Wednesday, July 04, 2018

 
Some good news about immigration (and humanity)

by digby



This piece by a couple of political scientists in the New York Times should make everyone feel just a little bit better about the trajectory of our country:

But is it true that immigration is always a losing issue for Democrats? There is a consensus among scholars and commentators that an individual’s view on immigration had a bigger impact on how he or she voted in 2016, compared with recent elections. Given that white Americans tend to be substantially more anti-immigration than pro-immigration, one might expect that highlighting a hard-line stand on the issue would have benefited Mr. Trump in the election.

Contrary to received wisdom, however, the immigration issue did not play to Mr. Trump’s advantage nearly as much as commonly believed. According to our analysis of national survey data from the American National Election Studies (a large, representative sample of the population of the United States), Hillary Clinton did better in the election than she would have if immigration had not been so prominent an issue. In fact, a liberal backlash seems to have contributed to Mrs. Clinton’s victory in the popular vote count.
Image


To determine how immigration shaped electoral fortunes, we examined the link between voters’ views on immigration and whether they voted Democratic or Republican in 2016. We then compared the strength of that link with recent elections in which immigration was less visible as a national campaign issue. We estimated whether voters supported the Democratic or Republican candidate on the basis of their preferred level of immigration — “increase,” “keep the same,” “decrease” — taking into account the voter’s party identification, ideology, gender, age and level of education.

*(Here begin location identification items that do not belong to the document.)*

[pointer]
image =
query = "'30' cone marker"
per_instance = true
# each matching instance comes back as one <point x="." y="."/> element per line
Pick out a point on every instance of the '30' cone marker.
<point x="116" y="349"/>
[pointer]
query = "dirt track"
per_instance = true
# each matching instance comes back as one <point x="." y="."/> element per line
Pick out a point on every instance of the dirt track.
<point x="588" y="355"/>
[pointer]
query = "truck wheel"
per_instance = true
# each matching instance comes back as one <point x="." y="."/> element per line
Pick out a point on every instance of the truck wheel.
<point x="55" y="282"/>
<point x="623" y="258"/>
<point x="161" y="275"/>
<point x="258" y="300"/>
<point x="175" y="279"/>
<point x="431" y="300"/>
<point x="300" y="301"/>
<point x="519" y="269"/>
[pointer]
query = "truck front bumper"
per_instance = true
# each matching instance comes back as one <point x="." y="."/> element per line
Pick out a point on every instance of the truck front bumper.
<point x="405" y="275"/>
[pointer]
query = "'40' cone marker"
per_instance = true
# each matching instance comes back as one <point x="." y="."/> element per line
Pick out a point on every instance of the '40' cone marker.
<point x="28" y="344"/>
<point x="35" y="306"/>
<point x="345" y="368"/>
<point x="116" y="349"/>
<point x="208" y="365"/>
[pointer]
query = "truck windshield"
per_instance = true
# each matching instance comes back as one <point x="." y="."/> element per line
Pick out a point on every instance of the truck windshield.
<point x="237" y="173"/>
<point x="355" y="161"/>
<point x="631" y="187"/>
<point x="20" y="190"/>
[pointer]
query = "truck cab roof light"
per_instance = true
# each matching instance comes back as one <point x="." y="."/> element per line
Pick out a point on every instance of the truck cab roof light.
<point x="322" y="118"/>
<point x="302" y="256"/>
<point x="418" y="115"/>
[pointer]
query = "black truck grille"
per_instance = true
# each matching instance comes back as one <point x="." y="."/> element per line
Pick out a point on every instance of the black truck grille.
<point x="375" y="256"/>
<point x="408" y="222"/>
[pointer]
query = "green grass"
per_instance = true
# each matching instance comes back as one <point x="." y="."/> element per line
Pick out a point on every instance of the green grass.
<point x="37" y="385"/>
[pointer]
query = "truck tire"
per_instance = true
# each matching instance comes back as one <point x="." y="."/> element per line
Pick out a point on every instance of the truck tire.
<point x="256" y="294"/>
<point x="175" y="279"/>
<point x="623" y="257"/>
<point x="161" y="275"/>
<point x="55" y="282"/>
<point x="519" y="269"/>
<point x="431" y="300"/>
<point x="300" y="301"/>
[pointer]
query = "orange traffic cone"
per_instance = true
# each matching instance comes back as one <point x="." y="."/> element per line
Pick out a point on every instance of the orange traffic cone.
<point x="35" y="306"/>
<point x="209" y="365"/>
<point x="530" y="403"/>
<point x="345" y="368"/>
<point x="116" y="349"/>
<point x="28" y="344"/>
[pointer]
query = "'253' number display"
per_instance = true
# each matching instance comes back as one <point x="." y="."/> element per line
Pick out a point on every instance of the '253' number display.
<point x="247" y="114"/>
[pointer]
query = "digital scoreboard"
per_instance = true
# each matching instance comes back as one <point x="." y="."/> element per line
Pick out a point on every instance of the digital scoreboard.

We found that Mr. Trump did only slightly better than his Republican predecessors among anti-immigration whites. Among pro-immigration whites, however, Mrs. Clinton far outpaced John Kerry in 2004 and Barack Obama in 2008 and 2012. For example, Mr. Obama received the votes of 50 percent of pro-immigration whites in 2012, whereas Mrs. Clinton won the votes of 72 percent of that group in 2016 — a 22-point difference.

Among anti-immigration whites, by contrast, Mr. Trump improved only marginally on Mitt Romney’s showing, 79 percent to 71 percent. Perhaps most important — given the popularity of the “keep the same” position — is that immigration moderates swung 7 percentage points in Mrs. Clinton’s favor (Mr. Obama received 38 percent to Mrs. Clinton’s 45). The 2016 comparisons with 2008 and 2004 are highly similar.

We can’t know whether this asymmetry across elections is a function of Mr. Trump’s nativism, Mrs. Clinton’s inclusive pronouncements about immigration or both. What we can say is that after Mr. Trump and Mrs. Clinton repeatedly clashed over the issue during the course of the campaign, Mr. Trump’s electoral gain — relative to the percentages Mr. Romney, John McCain and George W. Bush received on the issue — paled against Mrs. Clinton’s gains over Mr. Kerry and Mr. Obama.

Democrats just need to tell the truth as they see it. It's really all they have. And the truth is that America is an immigrant country and most Americans are happy and proud of that.